The academy is co-sponsored by Wolverhampton University, Wolverhampton College and Wolverhampton City Council, and has specialisms in civil engineering and social care and medical science. The learning approach places a great emphasis on skills and the brief required the development of four learning zones with a mix of cellular and specialist accommodation wrapping around large open-planned skill zone areas.
The design provides a floor level to each of the four learning zones; on each level class-bases wrap around a more open central area, with a series of voids opening up double and triple height top-lit spaces interspersed with centralised accommodation: lecture theatre, hall and café spaces.

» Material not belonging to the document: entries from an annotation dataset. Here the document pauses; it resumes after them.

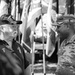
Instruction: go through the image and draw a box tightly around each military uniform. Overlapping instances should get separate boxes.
[53,15,75,75]
[0,40,29,75]
[0,14,29,75]
[56,35,75,75]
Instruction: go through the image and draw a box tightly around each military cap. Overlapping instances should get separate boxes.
[52,15,75,26]
[0,14,22,25]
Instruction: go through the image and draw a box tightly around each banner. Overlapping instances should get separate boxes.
[46,0,57,57]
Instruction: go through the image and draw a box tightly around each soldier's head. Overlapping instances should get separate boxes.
[0,14,22,39]
[53,15,75,37]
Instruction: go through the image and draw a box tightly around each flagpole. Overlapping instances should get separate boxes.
[40,0,46,75]
[16,0,21,43]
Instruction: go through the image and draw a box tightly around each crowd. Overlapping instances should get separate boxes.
[0,0,75,75]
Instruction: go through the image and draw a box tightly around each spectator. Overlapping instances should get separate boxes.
[0,14,31,75]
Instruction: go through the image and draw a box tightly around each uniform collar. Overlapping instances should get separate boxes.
[0,40,8,45]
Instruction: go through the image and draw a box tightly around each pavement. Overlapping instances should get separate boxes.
[34,73,55,75]
[31,63,57,75]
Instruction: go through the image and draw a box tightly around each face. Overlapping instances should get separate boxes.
[0,24,19,40]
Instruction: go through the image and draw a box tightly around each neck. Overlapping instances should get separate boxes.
[66,33,75,41]
[5,40,12,48]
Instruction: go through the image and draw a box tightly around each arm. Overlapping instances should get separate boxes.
[24,65,31,75]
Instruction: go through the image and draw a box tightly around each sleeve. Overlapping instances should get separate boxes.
[23,50,30,69]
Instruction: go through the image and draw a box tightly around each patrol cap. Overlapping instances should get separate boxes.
[0,14,22,25]
[52,15,75,26]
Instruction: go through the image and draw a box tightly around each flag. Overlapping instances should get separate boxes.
[19,0,31,52]
[46,0,57,57]
[11,0,17,19]
[0,0,8,16]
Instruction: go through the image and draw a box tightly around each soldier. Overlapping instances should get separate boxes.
[0,14,31,75]
[54,15,75,75]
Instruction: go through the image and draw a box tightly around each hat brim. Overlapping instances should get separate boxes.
[11,21,22,25]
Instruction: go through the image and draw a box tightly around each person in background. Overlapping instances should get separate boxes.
[53,15,75,75]
[0,14,31,75]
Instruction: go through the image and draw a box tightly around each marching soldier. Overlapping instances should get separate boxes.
[53,15,75,75]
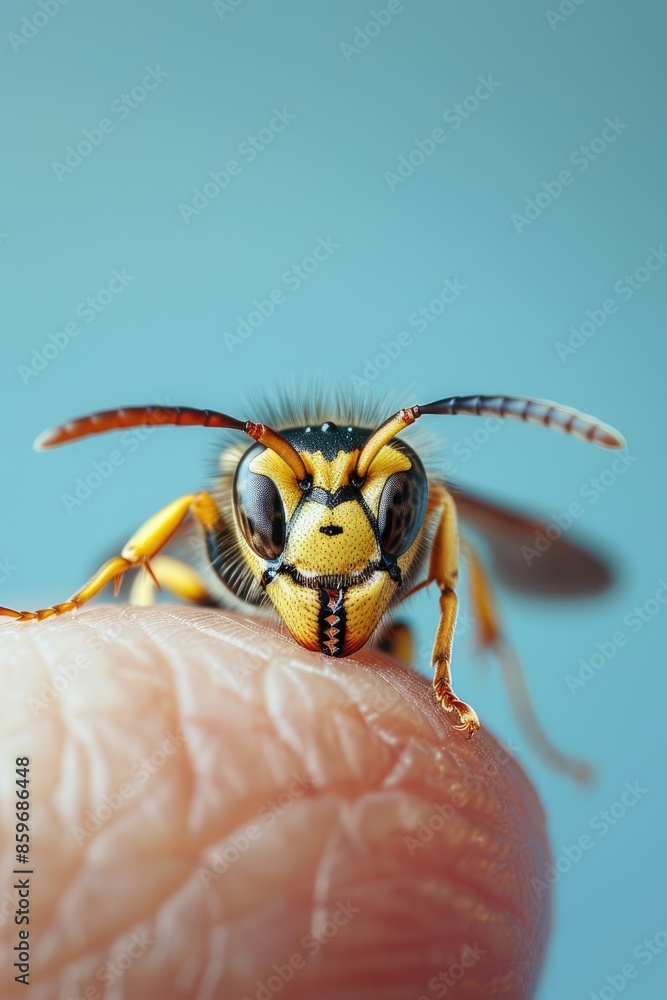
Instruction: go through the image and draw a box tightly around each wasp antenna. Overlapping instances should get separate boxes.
[413,396,626,448]
[355,406,419,479]
[244,421,311,489]
[356,396,626,479]
[33,406,308,484]
[33,406,246,451]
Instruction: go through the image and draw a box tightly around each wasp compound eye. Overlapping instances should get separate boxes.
[378,467,428,559]
[234,448,285,559]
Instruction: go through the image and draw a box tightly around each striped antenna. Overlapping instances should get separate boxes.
[356,396,626,479]
[416,396,625,448]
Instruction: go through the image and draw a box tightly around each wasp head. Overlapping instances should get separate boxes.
[233,422,428,656]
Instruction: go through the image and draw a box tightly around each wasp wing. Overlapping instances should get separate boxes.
[454,485,616,598]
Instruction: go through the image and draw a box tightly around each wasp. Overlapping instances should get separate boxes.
[0,396,625,777]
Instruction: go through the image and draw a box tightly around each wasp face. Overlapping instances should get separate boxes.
[234,423,428,656]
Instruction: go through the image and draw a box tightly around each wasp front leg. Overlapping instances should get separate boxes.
[426,483,479,736]
[0,490,222,621]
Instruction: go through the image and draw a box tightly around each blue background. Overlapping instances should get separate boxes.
[0,0,667,1000]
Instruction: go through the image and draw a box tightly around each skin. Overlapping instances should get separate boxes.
[0,605,549,1000]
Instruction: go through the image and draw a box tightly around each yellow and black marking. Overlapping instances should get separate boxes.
[214,421,428,656]
[0,396,625,780]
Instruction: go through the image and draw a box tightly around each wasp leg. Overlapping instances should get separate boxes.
[427,483,479,736]
[376,621,415,667]
[128,555,218,607]
[0,490,222,621]
[465,541,594,784]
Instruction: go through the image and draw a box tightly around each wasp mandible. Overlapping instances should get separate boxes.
[0,396,625,777]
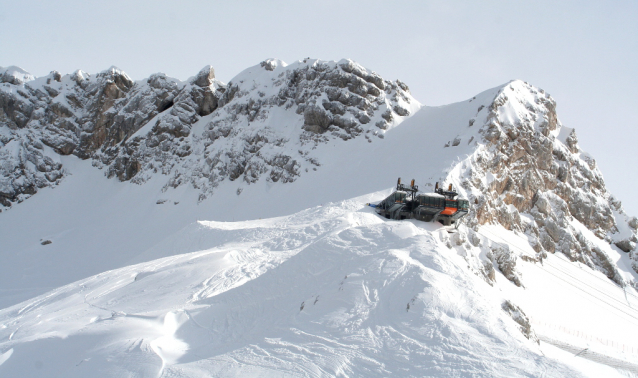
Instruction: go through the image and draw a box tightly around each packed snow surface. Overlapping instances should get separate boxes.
[0,60,638,377]
[0,194,638,377]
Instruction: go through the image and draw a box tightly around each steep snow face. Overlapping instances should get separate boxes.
[0,199,600,377]
[0,59,420,207]
[0,66,35,85]
[5,73,635,305]
[0,67,223,207]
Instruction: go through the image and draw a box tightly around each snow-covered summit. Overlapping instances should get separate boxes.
[0,59,638,375]
[0,66,35,85]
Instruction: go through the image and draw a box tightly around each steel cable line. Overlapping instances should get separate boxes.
[476,226,638,325]
[483,224,638,299]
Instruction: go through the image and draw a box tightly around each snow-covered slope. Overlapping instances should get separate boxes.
[0,59,638,376]
[0,195,636,377]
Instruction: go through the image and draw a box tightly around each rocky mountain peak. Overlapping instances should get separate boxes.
[449,80,638,285]
[0,66,35,85]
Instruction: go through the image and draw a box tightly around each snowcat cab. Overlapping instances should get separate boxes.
[376,177,419,220]
[375,177,470,226]
[415,182,470,226]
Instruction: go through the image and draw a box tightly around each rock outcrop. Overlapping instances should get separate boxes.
[448,81,638,285]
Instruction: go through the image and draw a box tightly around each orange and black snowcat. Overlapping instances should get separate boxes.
[370,177,469,226]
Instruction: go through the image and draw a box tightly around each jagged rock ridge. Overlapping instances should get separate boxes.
[0,59,420,207]
[0,59,638,285]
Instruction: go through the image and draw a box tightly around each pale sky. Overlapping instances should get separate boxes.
[0,0,638,215]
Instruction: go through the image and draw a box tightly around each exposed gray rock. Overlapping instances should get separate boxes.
[501,300,540,344]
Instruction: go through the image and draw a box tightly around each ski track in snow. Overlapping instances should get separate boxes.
[0,199,636,377]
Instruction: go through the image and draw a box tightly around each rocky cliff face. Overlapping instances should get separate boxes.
[0,59,638,285]
[105,59,420,199]
[0,67,223,207]
[449,81,638,285]
[0,59,420,207]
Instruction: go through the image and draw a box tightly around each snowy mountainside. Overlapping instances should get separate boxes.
[0,199,621,377]
[0,71,637,305]
[0,59,638,376]
[0,59,420,207]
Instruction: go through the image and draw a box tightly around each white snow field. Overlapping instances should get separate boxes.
[0,193,638,377]
[0,76,638,377]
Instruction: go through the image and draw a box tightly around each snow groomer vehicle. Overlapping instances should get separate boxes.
[370,177,469,226]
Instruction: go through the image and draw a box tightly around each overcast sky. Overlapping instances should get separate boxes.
[0,0,638,215]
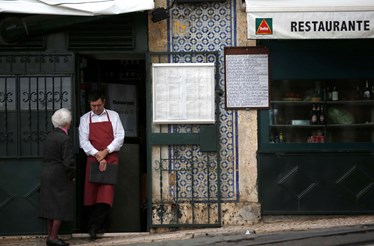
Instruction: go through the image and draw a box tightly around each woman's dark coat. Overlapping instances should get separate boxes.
[39,128,76,221]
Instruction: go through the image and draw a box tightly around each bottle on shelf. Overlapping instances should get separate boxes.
[362,80,371,100]
[331,86,339,101]
[310,104,318,125]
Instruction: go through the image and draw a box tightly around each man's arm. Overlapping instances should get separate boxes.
[107,111,125,153]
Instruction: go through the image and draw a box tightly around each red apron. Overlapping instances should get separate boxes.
[84,113,119,206]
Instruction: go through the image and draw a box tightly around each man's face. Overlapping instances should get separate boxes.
[90,99,105,115]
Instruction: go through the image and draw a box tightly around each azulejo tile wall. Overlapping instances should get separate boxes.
[167,0,239,202]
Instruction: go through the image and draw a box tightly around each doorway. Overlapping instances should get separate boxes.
[77,55,147,232]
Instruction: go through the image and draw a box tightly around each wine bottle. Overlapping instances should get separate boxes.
[362,80,371,100]
[331,86,339,101]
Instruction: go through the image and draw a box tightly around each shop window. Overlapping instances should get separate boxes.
[268,79,374,144]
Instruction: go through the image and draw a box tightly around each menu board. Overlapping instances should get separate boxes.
[224,47,269,109]
[152,63,215,124]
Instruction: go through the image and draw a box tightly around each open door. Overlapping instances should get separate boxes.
[78,57,147,232]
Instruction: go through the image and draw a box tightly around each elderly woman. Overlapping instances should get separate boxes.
[39,108,76,245]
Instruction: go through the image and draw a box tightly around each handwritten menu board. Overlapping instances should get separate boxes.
[224,47,269,109]
[152,63,215,124]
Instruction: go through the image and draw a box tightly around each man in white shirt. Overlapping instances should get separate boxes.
[79,91,125,239]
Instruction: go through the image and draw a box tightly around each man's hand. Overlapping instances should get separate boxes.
[99,159,107,172]
[95,149,109,162]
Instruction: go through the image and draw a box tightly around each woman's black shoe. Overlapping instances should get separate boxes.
[47,239,69,246]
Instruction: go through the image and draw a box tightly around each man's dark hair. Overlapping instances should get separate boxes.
[88,90,105,102]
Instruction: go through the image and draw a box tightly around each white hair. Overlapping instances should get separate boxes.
[51,108,71,128]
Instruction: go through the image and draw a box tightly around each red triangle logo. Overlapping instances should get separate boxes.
[256,19,273,35]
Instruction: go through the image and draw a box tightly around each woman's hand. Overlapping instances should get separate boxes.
[99,159,107,172]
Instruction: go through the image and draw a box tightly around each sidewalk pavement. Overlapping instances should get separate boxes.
[0,215,374,246]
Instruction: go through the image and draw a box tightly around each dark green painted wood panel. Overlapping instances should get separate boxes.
[258,153,374,214]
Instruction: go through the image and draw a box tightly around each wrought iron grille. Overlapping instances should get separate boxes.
[0,75,72,157]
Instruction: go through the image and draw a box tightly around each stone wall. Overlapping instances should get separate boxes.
[148,0,261,225]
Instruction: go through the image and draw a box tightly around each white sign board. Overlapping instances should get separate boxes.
[152,63,215,124]
[225,47,269,109]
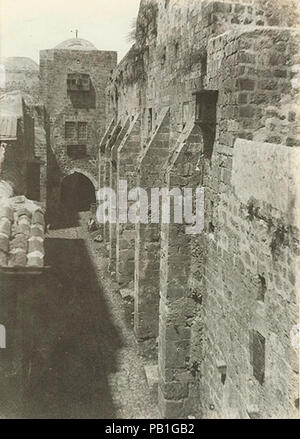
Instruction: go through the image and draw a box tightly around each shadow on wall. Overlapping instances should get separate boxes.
[24,239,123,419]
[61,172,96,212]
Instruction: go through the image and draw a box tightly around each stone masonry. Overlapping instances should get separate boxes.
[99,0,300,418]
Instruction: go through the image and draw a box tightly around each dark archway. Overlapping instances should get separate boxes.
[61,172,96,212]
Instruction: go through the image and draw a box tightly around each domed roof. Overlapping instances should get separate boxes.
[54,38,97,50]
[3,56,39,72]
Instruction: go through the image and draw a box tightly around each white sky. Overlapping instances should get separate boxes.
[0,0,139,62]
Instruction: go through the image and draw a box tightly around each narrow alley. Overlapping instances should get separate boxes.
[24,213,158,419]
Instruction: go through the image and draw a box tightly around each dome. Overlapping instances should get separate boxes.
[54,38,97,50]
[3,56,39,72]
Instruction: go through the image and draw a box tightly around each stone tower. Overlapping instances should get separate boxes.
[40,38,117,214]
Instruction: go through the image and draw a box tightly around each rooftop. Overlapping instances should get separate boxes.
[54,38,98,50]
[0,195,45,268]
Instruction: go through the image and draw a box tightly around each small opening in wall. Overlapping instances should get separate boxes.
[147,108,153,134]
[193,90,218,160]
[208,221,215,233]
[257,274,267,302]
[161,47,167,66]
[217,362,227,384]
[200,50,207,87]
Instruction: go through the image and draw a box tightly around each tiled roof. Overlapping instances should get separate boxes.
[0,196,45,268]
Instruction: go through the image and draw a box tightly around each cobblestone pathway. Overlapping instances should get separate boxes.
[25,215,159,419]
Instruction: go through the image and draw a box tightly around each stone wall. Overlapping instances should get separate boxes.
[101,0,299,418]
[40,49,117,218]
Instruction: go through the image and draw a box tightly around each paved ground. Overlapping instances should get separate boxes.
[21,215,159,419]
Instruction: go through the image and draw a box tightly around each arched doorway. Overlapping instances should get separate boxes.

The main entrance is at first floor level, working with the slope of the site, providing views from the entrance foyer down into the dramatic double height engineering hall. Platforms at different levels provide exciting views between differing storeys, whilst wide internal staircases linking between floors provide both additional informal lecture areas and intuitive wayfinding.
Externally the building has been clad in vertical battens of siberian larch to sit harmoniously with the adjacent woods in what is otherwise a gritty urban area. The concept of interlinked accessible platforms is continued to the envelope with cantilevered projections providing a series of external terraces and sheltered canopies beneath, and also to the landscape offering an excellent range of outdoor sports, learning and recreation spaces for the students. A public art programme involving both students and renowned artists has resulted in a series of interventions to celebrate the historical significance of the industrial heritage of the site and local area.